Expected behavior of AXL after being killed

tonyhutter commented 5 years ago

Let's say you SIGKILL or crash an app in the middle of an AXL transfer, and then reload it with the same state file (via AXL_Init), what is the expected behaviour? Should the failed transfer be resumed as part of the call to AXL_Init? Should AXL_Init return an error and do nothing?

I started writing a test case for this but didn't know what to expect.

gonsie commented 5 years ago

from today's meeting, if AXL Init notices that it is restarting (i.e., a previous state file exists) it should do nothing / have no smarts. It would be up to the orchestrating layer above AXL to call stop or resume.
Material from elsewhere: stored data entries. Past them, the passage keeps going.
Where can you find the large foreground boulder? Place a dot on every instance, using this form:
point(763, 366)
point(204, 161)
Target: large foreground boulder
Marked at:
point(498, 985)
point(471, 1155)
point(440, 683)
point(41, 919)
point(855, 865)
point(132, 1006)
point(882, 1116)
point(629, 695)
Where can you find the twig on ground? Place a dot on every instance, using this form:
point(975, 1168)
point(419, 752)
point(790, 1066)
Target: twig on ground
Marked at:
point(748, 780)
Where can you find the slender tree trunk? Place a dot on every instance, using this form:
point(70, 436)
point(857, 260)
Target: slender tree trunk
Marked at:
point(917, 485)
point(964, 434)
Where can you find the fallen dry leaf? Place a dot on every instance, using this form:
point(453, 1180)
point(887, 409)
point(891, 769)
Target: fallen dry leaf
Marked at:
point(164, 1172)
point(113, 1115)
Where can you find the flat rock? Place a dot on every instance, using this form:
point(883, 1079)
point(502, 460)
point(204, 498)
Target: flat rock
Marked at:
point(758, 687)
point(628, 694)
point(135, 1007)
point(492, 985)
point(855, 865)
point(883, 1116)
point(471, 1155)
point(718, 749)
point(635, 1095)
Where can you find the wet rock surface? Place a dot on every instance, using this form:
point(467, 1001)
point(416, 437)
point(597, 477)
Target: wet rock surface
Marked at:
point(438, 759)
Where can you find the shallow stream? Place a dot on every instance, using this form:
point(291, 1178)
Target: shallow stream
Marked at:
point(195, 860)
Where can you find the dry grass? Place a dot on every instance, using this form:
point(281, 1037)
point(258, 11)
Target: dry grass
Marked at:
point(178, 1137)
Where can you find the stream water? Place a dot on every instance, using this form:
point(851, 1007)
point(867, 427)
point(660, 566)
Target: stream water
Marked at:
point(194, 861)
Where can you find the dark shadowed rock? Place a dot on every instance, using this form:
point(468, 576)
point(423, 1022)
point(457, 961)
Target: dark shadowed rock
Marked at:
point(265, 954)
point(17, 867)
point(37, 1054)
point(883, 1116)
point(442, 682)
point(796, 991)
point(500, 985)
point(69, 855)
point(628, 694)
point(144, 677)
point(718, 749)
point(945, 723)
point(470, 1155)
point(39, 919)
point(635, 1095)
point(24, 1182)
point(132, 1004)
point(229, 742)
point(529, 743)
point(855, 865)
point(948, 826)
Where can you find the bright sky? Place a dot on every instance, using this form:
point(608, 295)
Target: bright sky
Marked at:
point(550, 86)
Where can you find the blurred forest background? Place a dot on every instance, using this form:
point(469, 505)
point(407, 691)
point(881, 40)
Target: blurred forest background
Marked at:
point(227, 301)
tonyhutter commented 5 years ago

So basically applications calling AXL should do this:

<app is running>
<crash>
<re-run app>
    AXL_Init(state_file)
    id = AXL_Create(xtype, name) //should give you back your old ID
    AXL_Cancel(id)
    AXL_Free(id)

gonsie commented 5 years ago

For apps that didn't want to deal with ID's it could be:

AXL_Init(state_file);
AXL_Stop();

but we have to be clear that this stops all transfers and isn't safe if AXL is being used by 2 separate components.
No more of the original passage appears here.